Is There A WIND-Mobilicity Merger In The Making?
We have been hearing some rumours about a WIND-Mobilicity merger. Many people seem to believe that it is only a matter of time before Mobilicity, who is currently in creditor protection, is eaten up by WIND.
Mobilicity’s ambitious start
Mobilicity, derived from the words ‘mobility’ and ‘simplicity’, was founded in 2009 with the aim to deliver Canadians a simple mobile solution. For $243 million, the new entrant bought 10 MHz of AWS spectrum blocks largely covering Southern and Eastern Ontario, Vancouver, Calgary and Edmonton. Their strategy was to use cheaper and unlimited long-distance packages to lure home-phone subscribers in big cities to ditch their landline with Canada’s large providers. However, Mobilicity was entering a battlefield. The other wireless startup WIND Mobile, had the same plans and tried to steal customers from the incumbents at the same time by offering lower rates and offering a $150 credit to anyone who converted from Rogers, Bell and Telus. Mobilicity had anyhow a promising start and gained 250,000 subscribers in their first years of operation.

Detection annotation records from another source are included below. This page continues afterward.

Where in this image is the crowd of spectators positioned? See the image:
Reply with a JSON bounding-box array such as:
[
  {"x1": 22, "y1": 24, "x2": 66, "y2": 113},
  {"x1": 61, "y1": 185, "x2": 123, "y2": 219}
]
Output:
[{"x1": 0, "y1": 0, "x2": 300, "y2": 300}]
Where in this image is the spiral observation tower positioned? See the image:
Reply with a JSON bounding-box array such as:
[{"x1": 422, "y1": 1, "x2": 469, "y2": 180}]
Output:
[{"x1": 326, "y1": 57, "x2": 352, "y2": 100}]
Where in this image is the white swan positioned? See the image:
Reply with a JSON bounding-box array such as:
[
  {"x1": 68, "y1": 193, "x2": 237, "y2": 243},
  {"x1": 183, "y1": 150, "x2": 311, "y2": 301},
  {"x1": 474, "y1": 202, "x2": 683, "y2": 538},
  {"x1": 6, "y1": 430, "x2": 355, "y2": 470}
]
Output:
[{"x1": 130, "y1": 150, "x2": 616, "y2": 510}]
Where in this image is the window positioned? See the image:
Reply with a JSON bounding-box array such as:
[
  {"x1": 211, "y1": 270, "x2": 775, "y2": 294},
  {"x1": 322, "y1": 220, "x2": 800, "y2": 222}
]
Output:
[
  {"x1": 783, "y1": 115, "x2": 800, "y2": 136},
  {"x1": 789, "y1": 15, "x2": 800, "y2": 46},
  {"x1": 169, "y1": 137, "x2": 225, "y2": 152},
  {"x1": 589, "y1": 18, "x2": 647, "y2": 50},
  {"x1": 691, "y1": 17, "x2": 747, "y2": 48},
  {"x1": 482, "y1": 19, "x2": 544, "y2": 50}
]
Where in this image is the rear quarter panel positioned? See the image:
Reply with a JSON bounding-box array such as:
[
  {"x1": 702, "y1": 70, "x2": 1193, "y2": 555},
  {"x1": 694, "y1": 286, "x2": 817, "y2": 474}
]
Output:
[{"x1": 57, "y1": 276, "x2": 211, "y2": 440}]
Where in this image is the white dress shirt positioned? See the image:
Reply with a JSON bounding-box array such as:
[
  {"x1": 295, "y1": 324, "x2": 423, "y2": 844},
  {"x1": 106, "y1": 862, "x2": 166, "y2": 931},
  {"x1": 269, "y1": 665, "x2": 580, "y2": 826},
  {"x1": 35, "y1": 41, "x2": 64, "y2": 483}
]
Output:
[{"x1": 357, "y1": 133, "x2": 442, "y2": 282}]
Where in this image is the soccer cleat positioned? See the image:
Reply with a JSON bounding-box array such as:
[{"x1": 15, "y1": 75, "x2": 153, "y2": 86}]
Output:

Telus’ failed attempt to buy Mobilicity
It is very hard for new entrants to survive in the telecom industry. Desirable spectrum is expensive and advertising costs are very high, leading to tough margins and ruthless competition. Incumbents further try to compete with entrants by introducing flanker brands such as Telus’ Koodo and Rogers’ Chatr that match entrants services and pricing, but work on their established network. Moreover, the new entrants also made fatal miscalculations in their business plan. The 3 incumbents offer low, subsidized handsets if customers would sign up for a long-term contract and entrants wrongly assumed that Canadians would abandon these subsidized phones in exchange for low-priced voice and data plans with few contractuall terms. Also, Mobilicity got into financial complications quickly and ongoing losses resulted in a high and unsustainable debt. On May 16, 2013, Telus announced it agreed to acquire Mobilicity for $380 million, pending regulatory approval. A month later, the Canadian government announced it did not approve the acquisition because it would result in the transfer of Mobilicity AWS wireless spectrum to Telus, which would be in violation with the conditions of the 2009 auction. On April 17, 2014 they made a second attempt for $350 million but dropped it again weeks after the federal government warned them that they would take retaliatory measures if Telus did not abandon its bid.
WIND trying to take over Mobilicity
WIND, with 800,000 subscribers, is also luring at Mobilicity spectrum and subscribers. In December, they launched a promo, offering a $60 credit to those who make the jump and sign up for a WIND plan. Today, they go even further and offer Mobilicity customers 6 months of free service and a free SIM card if they sign up for a standard WIND plan. Analysts think WIND is attempting to push the carrier, who is currently in creditor protection, into bankruptcy. Forcing them to liquidate their assets would make it easier to buy the company’s spectrum and subscribers without being saddled with the debt. WIND, however, needs to act fast: with the AWS-3 auction less than 2 months away, WIND is looking to ensure it can scoop up as much spectrum as possible.